Beyond the core demo, the developer experiments with instruction-following by forcing the model to respond with rhyming words and then builds a simple letter-chain game where each response must match the last letter of the previous name. The model performs “mostly” as required—sometimes using synonyms—then the game ends when a response violates the rule. Finally, they outline future directions: a voice-controlled phone-call attempt to a real company (with function calling and safety constraints), deeper work on AI agents with tools, and waiting on upcoming multimodal features (vision plus voice) because early experimentation may not be worth the cost until modalities mature.
Overall, the Realtime API looks promising for low-latency conversational interfaces, but the demo underscores two realities: interruption control is still uneven across voice vs. text, and real-time usage costs can accumulate fast without careful throttling and product-level justification.
Cornell Notes
OpenAI’s Realtime API supports low-latency, interactive chat experiences by keeping a WebSocket open, enabling both voice and text streaming. In the build shown, text responses stream quickly and can be interrupted mid-generation with a “stop” action, while voice interruption is not fully implemented yet. The developer also demonstrates persona switching (e.g., “robot” vs. Irish traveler) and prompt-based knowledge injection to steer responses. A combined voice+text mode runs both channels at once, but interruption remains the main gap.
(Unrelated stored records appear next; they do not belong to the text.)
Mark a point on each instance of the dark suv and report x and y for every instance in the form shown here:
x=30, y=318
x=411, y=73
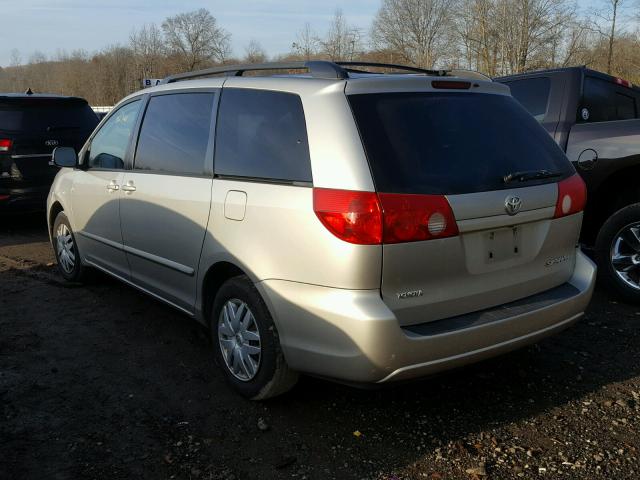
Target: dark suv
x=31, y=126
x=595, y=118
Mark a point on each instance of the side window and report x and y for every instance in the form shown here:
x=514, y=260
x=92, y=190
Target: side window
x=109, y=146
x=175, y=133
x=606, y=101
x=625, y=107
x=262, y=134
x=533, y=94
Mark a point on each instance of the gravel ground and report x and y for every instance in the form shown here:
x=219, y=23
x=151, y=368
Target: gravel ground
x=100, y=381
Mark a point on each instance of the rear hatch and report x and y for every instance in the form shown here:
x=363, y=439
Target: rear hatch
x=460, y=234
x=35, y=126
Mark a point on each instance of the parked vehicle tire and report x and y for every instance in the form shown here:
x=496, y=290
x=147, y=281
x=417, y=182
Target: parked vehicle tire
x=246, y=343
x=618, y=252
x=66, y=250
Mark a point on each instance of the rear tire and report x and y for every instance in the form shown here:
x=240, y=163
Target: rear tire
x=66, y=250
x=618, y=253
x=246, y=343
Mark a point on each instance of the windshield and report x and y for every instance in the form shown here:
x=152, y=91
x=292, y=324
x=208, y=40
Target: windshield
x=453, y=143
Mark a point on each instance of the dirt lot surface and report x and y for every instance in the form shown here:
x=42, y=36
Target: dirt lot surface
x=100, y=381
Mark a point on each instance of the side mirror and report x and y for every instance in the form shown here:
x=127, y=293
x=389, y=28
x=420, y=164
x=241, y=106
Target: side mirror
x=65, y=157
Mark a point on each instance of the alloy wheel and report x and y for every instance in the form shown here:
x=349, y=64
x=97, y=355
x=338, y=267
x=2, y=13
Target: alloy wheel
x=239, y=339
x=65, y=248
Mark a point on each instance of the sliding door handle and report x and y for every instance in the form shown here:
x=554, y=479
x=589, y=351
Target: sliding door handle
x=129, y=187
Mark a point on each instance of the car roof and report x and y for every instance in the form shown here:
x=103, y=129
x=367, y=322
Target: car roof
x=41, y=96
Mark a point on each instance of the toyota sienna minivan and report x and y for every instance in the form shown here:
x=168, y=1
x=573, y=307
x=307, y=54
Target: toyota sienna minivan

Cost is a major constraint: testing alone reportedly drove a bill from about $15 to roughly $38, so experimentation needs tight use-case planning.
What technical mechanism makes the text experience feel “instant” in the demo?
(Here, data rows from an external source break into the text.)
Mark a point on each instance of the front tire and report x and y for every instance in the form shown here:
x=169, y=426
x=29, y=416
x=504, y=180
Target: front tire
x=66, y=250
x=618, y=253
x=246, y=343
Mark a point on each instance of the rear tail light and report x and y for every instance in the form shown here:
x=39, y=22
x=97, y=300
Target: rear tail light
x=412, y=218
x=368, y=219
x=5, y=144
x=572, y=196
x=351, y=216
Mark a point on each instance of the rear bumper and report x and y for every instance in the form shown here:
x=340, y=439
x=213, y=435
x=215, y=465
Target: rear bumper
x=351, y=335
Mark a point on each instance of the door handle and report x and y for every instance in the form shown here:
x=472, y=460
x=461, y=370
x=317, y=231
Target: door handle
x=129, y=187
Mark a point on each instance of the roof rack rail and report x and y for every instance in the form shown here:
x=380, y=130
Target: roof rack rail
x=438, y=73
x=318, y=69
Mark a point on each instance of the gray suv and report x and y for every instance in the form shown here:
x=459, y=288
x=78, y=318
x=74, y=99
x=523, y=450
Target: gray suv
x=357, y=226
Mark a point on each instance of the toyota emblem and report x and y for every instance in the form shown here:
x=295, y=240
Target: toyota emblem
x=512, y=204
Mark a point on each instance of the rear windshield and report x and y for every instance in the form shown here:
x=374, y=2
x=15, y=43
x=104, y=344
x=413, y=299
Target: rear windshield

How does the demo steer the model’s behavior beyond plain conversation?
What interruption behavior works reliably, and what still doesn’t?
What evidence is given about instruction-following quality?
Why is cost treated as a central limitation rather than a footnote?
What future directions are proposed, and what’s driving the sequencing?
Review Questions
- Which parts of the demo demonstrate WebSocket-driven streaming, and how does that differ from interruption behavior?
- How do persona instructions and embedded knowledge base content change the model’s responses in the voice and text modes?
- What constraints—technical and financial—limit what can be built immediately, and what roadmap is suggested to address them?
Key Points
- 1
A persistent WebSocket connection is the backbone for low-latency streaming in both voice and text modes.
- 2
Text generation can be interrupted mid-stream using a stop action, but voice interruption is not yet reliably implemented.
- 3
Persona switching (e.g., robot vs. Irish traveler) and prompt-embedded knowledge can meaningfully shape tone, dialect, and content.
- 4
Running voice and text simultaneously is feasible and remains fast, but shared UX features like interruption need additional engineering.
- 5
Realtime API experimentation can become expensive quickly; testing reportedly drove a bill from about $15 to roughly $38.
- 6
Instruction-following improves under tight constraints (rhymes, one-word outputs, letter-chain rules) but still shows occasional deviations.
- 7
Planned next steps include function-calling phone-call attempts, tool-based voice agents, and waiting for multimodal (vision+voice) capabilities to mature.